Quand le soleil commença à se faufiler derrière les branches des arbres de la forêt et que la rabbanite alluma les bougies pour la fête, Rabbi Pin'has se dépêcha d'aller à la synagogue. Il était très important pour le tsadiq d'assister à la prière de la congrégation pendant les jours de fêtes ; en plus il ne voulait pas rater l'occasion d'avoir un invité pour le repas festif, chose qui fait partie intégrante de l'essence de la fête.   
     
À cette époque en Europe, les gens qui désiraient une invitation pour un repas attendaient au fond de la synagogue après la fin de la prière. Les chefs de famille proposaient leur invitation lorsqu'ils étaient sur le point de sortir, heureux d'accomplir aussi facilement la mitswa de l'hospitalité. Rabbi Pin'has, malheureusement, ne trouva pas cela aussi simple. Même ces gens qui n'avaient pas d'endroit où manger et qui étaient désespérés d'avoir une invitation dans une souka refusèrent son invitation. Finalement, tous ceux qui voulaient être invités et tous ceux qui recherchaient un invité furent satisfaits, sauf le tsadiq, Rabbi Pin'has.       
    
Le Rabbi se rendit jusqu'à chez lui tout seul, triste et bouleversé en réalisant qu'il n'allait peut-être pas avoir d'invité, même pas pour le repas spécial de la première nuit de Soukoth.

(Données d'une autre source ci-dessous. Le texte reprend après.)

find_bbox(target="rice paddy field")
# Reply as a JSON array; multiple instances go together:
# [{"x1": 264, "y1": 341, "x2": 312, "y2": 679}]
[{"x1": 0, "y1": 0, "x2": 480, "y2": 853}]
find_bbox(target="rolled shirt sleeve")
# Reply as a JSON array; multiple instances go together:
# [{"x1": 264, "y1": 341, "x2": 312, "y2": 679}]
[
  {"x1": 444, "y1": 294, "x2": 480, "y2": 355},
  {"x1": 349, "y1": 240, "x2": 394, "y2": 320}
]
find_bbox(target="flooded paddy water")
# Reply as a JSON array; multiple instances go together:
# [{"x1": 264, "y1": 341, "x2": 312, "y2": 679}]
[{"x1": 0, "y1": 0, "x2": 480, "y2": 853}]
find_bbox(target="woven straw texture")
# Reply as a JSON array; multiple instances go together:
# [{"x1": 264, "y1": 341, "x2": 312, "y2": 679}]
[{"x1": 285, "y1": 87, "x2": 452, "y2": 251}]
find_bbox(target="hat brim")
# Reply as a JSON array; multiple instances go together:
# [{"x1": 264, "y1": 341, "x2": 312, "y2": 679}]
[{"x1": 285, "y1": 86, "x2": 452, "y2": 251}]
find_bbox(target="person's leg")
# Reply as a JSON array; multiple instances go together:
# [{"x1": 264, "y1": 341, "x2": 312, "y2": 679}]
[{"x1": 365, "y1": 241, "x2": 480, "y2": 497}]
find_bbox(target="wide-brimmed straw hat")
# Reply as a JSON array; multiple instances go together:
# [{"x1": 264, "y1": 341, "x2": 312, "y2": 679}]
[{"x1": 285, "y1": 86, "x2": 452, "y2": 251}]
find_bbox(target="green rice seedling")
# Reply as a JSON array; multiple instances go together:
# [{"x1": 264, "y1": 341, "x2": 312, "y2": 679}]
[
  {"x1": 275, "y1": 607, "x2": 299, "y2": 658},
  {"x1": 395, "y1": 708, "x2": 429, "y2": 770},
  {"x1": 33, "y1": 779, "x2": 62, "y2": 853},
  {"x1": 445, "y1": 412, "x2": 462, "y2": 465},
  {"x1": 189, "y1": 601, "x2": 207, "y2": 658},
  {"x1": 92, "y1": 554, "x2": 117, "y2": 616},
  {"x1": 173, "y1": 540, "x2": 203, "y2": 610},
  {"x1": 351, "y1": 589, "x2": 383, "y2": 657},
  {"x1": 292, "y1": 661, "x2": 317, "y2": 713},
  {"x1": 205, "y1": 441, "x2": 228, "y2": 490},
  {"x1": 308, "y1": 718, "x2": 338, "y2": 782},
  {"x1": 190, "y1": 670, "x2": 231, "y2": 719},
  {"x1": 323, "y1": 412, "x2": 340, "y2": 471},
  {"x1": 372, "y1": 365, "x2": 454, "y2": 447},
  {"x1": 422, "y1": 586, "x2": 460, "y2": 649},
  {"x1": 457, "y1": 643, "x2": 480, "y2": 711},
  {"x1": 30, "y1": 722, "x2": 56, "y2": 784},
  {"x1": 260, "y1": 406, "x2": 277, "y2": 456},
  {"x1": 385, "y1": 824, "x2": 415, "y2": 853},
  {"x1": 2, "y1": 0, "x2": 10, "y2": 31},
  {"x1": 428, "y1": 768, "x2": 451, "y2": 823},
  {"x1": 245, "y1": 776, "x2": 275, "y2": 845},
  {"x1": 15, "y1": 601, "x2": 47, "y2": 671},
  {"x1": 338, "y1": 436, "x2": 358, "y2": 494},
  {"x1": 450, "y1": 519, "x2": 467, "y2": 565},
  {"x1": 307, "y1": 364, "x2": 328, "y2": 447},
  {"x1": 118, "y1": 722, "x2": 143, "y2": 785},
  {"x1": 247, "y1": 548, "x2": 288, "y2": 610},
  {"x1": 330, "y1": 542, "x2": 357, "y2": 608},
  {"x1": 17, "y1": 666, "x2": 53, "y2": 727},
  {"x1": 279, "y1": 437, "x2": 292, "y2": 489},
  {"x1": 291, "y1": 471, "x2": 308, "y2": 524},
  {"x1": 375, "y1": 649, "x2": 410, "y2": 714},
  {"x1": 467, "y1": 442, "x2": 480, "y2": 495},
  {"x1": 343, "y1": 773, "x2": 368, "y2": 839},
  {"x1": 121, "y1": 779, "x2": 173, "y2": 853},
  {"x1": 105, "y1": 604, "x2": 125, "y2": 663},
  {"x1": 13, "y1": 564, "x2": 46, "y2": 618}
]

Cela faisait partie du prix à payer pour garder sa liberté.
     
S'arrêtant un instant – juste à l'entrée de sa souka – il commença à chanter l'invitation traditionnelle des ouchpizin, les "sept invités célestes" qui rendent visitent aux juifs dans chaque souka. Bien que le nombre de personnes qui ont le privilège de voir réellement ces visiteurs glorieux est extrêmement restreint, Rabbi Pin'has était définitivement un de ces rares privilégiés. Cette année-là, il leva les yeux et vit le patriarche Avraham – le premier des ouchpizin et donc, l'invité d'honneur pour la première nuit – debout, à l'extérieur de la souka, gardant ses distances.        
 
Rabbi Pin'has pleura avec angoisse :"Notre Père Avraham ! Pourquoi n'entres-tu donc pas dans ma souka ? Quel péché ai-je commis ?”  
       
Le patriarche répondit : "Je suis la personnification du 'hessed (de l'amour) ; j'ai toujours servi D-ieu à travers des actes de bonté et d'amour. L'hospitalité est ma spécialité. Je ne me joindrai pas une table de fête où il n'y a pas d'invité." 
     
Découragé, Rabbi Pin'has réorganisa rapidement ses priorités : il pria pour que tout redevienne comme avant et qu'il retrouve grâce aux yeux de ses fidèles. De nouveau sa prière fut acceptée. Très rapidement, une foule de gens revint franchir le seuil de sa porte, cherchant ses conseils, sollicitant son soutien, demandant ses prières et implorant sa bénédiction. Plus jamais, il ne pouvait dévouer tout, où la majorité de son temps, à l'étude de la Tora, à la prière et à la méditation. Cependant, grâce à son invité glorieux de Soukoth, Rabbi Pin'has ne considérait plus ceci comme un problème.